A Ghost Minority

Some people come to this B-movie town for how intense simplicity feels, for what it’s like to be extras in a world, drunk on beauty, and sad they can’t be more. Down on Front Street, restaurants and stores border the Penn Cove shore, where not long ago baby whales screamed as their mothers were dragged away onto boats to live behind glass until death. But they died then, unknown to the world, in front of a camera’s glass eye.

Oh, Coupeville, I’m only one percent of eighteen hundred minds, a ghost minority telling the world what the majority won’t. Like why Pratt’s feet in his grave point north, to throw off the angels on judgment day when they come for the Saints of Sunnyside. And why he built a cabin for his boy to live in, shielding his ears from the flesh he loved through twenty five feet of silence.

Other unmarked historical scars are not important now, not as important as the words in my mind diving at me from a raptor’s height, like Alastair Reid’s, “Islands seem to take revenge on those who regard them as personal Eden’s.” I do not staff the Welcome Center to a world made famous by mussels and clams, where anyone’s likely to open and close and find something missing inside, something smaller than a whale.

Published in WA 129 Poetry Anthology


At The Corner Of Heavy And Acquaintance


Somewhere, someone

                                    is so tired of you,

the sound of your name

                         makes them heavy with acquaintance.


Heavy as in a metal jock strap

                            protecting them from longing.

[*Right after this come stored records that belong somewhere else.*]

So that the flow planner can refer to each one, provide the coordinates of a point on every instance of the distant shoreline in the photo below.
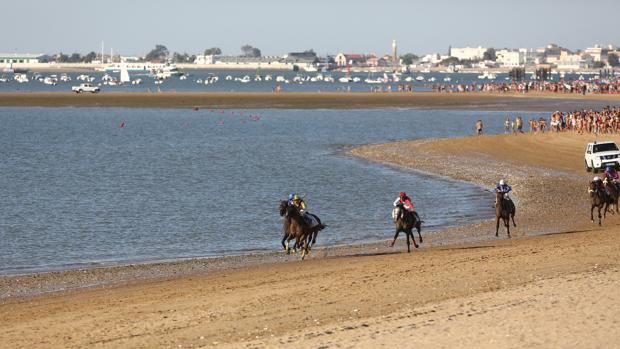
(320, 100)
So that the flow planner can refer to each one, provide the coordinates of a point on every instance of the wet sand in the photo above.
(238, 100)
(554, 284)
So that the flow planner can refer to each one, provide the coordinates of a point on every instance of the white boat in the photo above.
(244, 79)
(487, 75)
(49, 80)
(167, 71)
(310, 68)
(125, 74)
(8, 68)
(21, 78)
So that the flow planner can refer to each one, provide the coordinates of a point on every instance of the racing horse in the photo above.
(504, 210)
(598, 199)
(611, 189)
(295, 226)
(405, 221)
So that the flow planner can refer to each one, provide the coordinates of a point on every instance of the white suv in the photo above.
(601, 154)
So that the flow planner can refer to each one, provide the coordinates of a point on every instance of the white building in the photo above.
(509, 58)
(574, 62)
(468, 53)
(19, 58)
(204, 59)
(532, 56)
(595, 52)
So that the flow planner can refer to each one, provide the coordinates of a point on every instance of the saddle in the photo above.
(398, 212)
(310, 220)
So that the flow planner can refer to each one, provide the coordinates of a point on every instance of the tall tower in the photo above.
(394, 52)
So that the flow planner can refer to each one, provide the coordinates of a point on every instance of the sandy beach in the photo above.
(554, 284)
(474, 101)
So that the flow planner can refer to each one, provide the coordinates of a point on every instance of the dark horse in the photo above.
(504, 209)
(613, 194)
(405, 221)
(598, 199)
(296, 227)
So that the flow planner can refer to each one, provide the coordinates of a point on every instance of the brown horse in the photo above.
(598, 199)
(504, 210)
(613, 194)
(405, 221)
(296, 227)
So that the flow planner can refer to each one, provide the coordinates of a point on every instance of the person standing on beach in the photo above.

Heavy as in when hearing hello

                           their spine becomes a cobra.


Remind me, again, why my hand

                              cut a hole in your throat:

object removal, a flower vase,

                      a window your heart could

escape through at night

                             to teach the world a lesson?


Tenderness rarely occurs to me

                    at the hour you shame the moon,

turning it yellow as a caution light,

                       where you decide you can’t decide

if you have the power to shine.


I wish the end were different,

                        beauty blooming instead of rocks

in a grave beneath your chin,

                       words falling down the stem of your neck

in the window of a store on a street we loved

                                            where faces stopped to listen.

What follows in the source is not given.